Generation of an immortalized astrocytic cell line from Abcd1-deficient H-2KbtsA58 mice to facilitate the study of the role of astrocytes in X-linked adrenoleukodystrophy

X-linked adrenoleukodystrophy (X-ALD) is an inherited metabolic disease characterized by inflammatory demyelination, and activated astrocytes as well as microglia are thought to be involved in its pathogenesis. Conditionally immortalized astrocytic cell clones were prepared from wild-type or Abcd1-deficient H-2K(b)tsA58 transgenic mice to study the involvement of astrocytes in the pathogenesis of X-ALD. The established astrocyte clones expressed astrocyte-specific molecules such as Vimentin, S100 beta, Aldh1L1 and Glast. The conditionally immortalized astrocytes proliferated vigorously and exhibited a compact cell body under a permissive condition at 33 degrees C in the presence of IFN-gamma, whereas they became quiescent and exhibited substantial cell enlargement under a non-permissive condition at 37 degrees C in the absence of IFN-gamma.
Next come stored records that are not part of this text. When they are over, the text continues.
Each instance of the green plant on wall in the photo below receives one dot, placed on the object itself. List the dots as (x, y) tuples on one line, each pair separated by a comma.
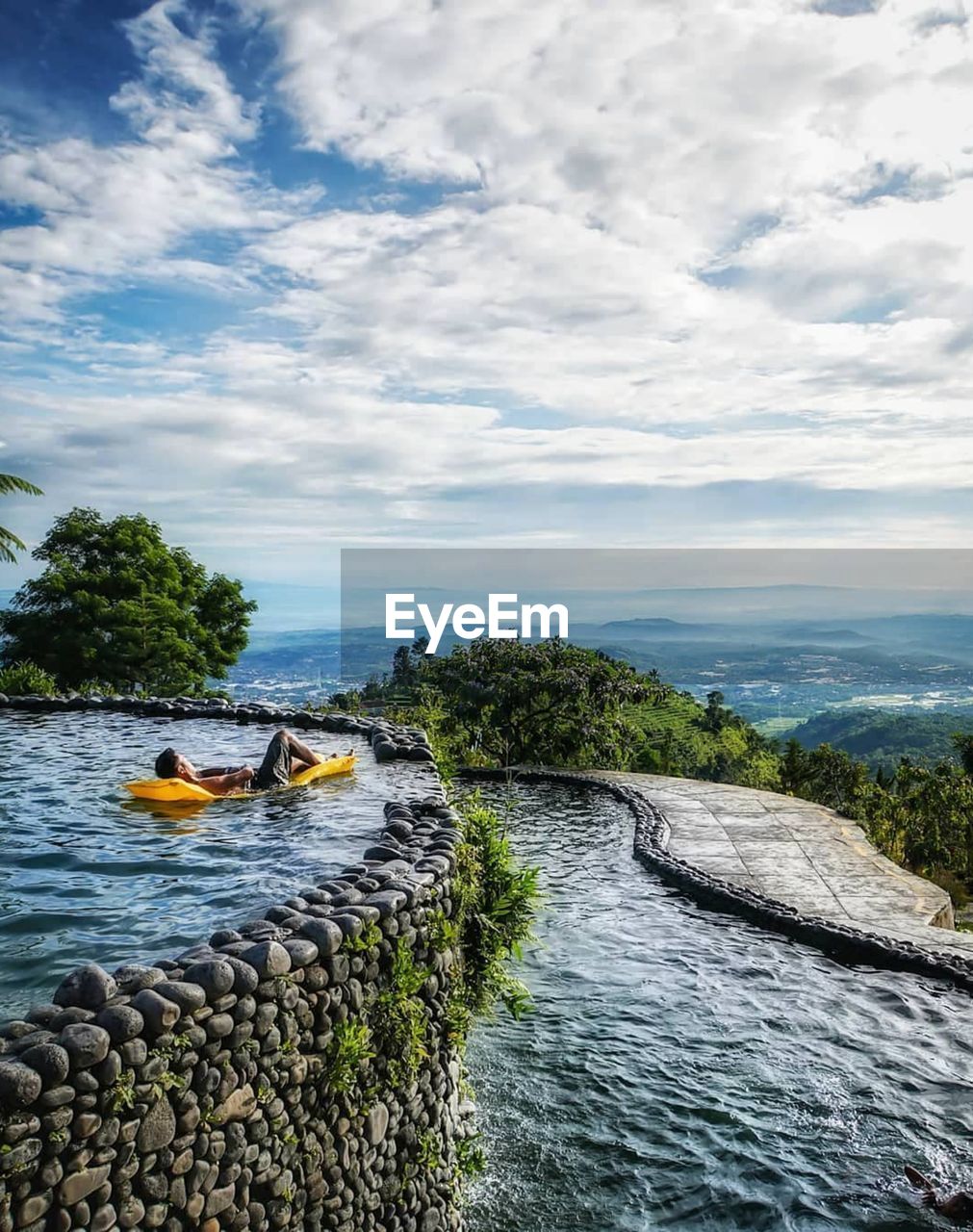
[(23, 678), (122, 1094), (496, 901), (348, 1052), (370, 937), (399, 1017)]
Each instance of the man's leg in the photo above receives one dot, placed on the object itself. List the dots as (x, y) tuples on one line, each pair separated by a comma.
[(299, 752)]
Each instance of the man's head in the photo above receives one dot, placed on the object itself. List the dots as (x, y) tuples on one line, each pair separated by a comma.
[(172, 765)]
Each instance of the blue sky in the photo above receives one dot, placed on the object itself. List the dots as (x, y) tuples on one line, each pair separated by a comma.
[(294, 275)]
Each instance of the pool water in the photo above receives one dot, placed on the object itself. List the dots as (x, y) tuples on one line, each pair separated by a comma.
[(686, 1070), (87, 872)]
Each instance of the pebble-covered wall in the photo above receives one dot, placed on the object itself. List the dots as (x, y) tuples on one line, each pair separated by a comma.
[(294, 1072)]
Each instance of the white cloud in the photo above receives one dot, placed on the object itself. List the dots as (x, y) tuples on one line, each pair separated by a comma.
[(668, 246), (118, 211)]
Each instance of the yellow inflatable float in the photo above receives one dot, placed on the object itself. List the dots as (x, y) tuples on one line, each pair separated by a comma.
[(177, 790)]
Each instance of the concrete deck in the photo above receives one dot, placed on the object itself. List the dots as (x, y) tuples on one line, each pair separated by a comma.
[(801, 854)]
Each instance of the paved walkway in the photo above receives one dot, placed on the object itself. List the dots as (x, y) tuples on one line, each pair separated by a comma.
[(801, 854)]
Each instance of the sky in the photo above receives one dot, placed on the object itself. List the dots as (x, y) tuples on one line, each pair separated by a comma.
[(297, 275)]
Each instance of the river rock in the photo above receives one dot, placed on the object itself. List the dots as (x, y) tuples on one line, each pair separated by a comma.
[(158, 1013), (325, 934), (49, 1060), (89, 987), (215, 976), (85, 1043), (268, 959), (20, 1085), (121, 1021), (158, 1127)]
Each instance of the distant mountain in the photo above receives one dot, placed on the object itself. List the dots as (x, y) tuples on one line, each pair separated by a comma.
[(880, 737)]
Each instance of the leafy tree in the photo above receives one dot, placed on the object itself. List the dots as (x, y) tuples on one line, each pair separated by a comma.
[(9, 541), (117, 603), (545, 703)]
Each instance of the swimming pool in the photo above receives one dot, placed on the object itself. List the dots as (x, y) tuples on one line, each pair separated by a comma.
[(686, 1070), (89, 874)]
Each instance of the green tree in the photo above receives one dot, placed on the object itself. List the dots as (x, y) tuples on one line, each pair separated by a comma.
[(545, 703), (115, 603), (9, 541)]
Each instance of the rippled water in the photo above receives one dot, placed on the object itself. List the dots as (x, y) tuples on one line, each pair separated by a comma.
[(87, 872), (687, 1070)]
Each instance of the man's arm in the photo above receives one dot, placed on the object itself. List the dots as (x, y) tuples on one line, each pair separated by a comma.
[(223, 783)]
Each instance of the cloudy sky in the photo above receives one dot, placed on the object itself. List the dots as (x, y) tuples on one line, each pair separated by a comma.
[(290, 275)]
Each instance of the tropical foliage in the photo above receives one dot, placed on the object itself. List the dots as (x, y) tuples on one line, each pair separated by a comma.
[(9, 542), (501, 703), (115, 603)]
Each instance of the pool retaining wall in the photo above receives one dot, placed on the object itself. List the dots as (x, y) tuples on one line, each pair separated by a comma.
[(846, 944), (230, 1087)]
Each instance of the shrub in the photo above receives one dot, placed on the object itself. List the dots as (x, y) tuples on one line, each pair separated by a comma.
[(23, 678)]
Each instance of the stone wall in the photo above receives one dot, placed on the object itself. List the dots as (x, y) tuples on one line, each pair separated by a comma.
[(294, 1072)]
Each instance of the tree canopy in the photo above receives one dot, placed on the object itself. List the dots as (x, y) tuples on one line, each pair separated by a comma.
[(546, 703), (117, 605), (9, 541)]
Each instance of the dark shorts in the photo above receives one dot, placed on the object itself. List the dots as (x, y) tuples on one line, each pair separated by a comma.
[(275, 769)]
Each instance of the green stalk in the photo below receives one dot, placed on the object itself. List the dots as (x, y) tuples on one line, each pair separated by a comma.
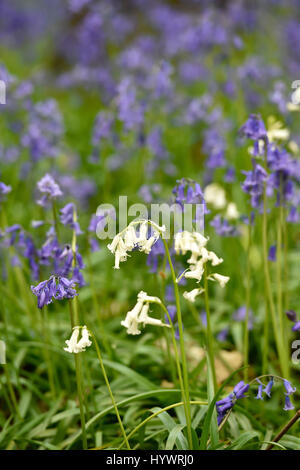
[(278, 340), (279, 287), (209, 336), (110, 390), (11, 392), (177, 359), (246, 326), (46, 351), (186, 392), (55, 218), (162, 410), (74, 321)]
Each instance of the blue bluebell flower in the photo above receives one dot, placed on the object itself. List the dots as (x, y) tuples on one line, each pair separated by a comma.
[(268, 388), (272, 253), (288, 404)]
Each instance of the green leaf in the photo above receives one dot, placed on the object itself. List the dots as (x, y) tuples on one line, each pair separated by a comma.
[(173, 436), (242, 440), (209, 414)]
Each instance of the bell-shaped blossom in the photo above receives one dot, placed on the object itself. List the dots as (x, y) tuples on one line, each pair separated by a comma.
[(130, 239), (191, 296), (139, 314)]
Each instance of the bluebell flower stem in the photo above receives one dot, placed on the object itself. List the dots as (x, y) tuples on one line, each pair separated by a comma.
[(162, 410), (78, 378), (277, 336), (55, 218), (11, 392), (246, 325), (110, 390), (44, 321), (209, 335), (177, 360), (279, 290), (186, 392)]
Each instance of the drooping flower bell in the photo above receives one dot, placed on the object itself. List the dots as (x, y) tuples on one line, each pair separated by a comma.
[(139, 314), (129, 239), (75, 346)]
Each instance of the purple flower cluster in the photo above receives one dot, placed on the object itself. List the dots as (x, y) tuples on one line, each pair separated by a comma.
[(292, 316), (254, 183), (223, 228), (227, 403), (4, 189), (58, 288), (289, 390)]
An Abcd1-deficient astrocyte clone exhibited a decrease in the beta-oxidation of very long chain fatty acid (VLCFA) and an increase in cellular levels of VLCFA, typical features of Abcd1-deficiency. Upon stimulation with LPS, the Abcd1-deficient astrocyte clone expressed higher levels of pro-inflammatory genes, such as Il6, Nos2, Ccl2 and Cxcl10, compared to wild-type (WT) astrocytes. Furthermore, the Abcd1-deficient astrocytes produced higher amounts of chondroitin sulfate, a marker of reactive astrocytes. These results suggest that dysfunction of Abcd1 renders astrocytes highly responsive to innate immune stimuli. Conditionally immortalized cell clones which preserve astrocyte properties are a useful tool for analyzing the cellular and molecular pathology of ALD.

Automated summary

X-linked adrenoleukodystrophy (X-ALD) is a genetic metabolic disease characterized by inflammatory demyelination. Abcd1-deficient astrocytes show increased responsiveness to innate immune stimuli, potentially contributing to the pathogenesis of the disease.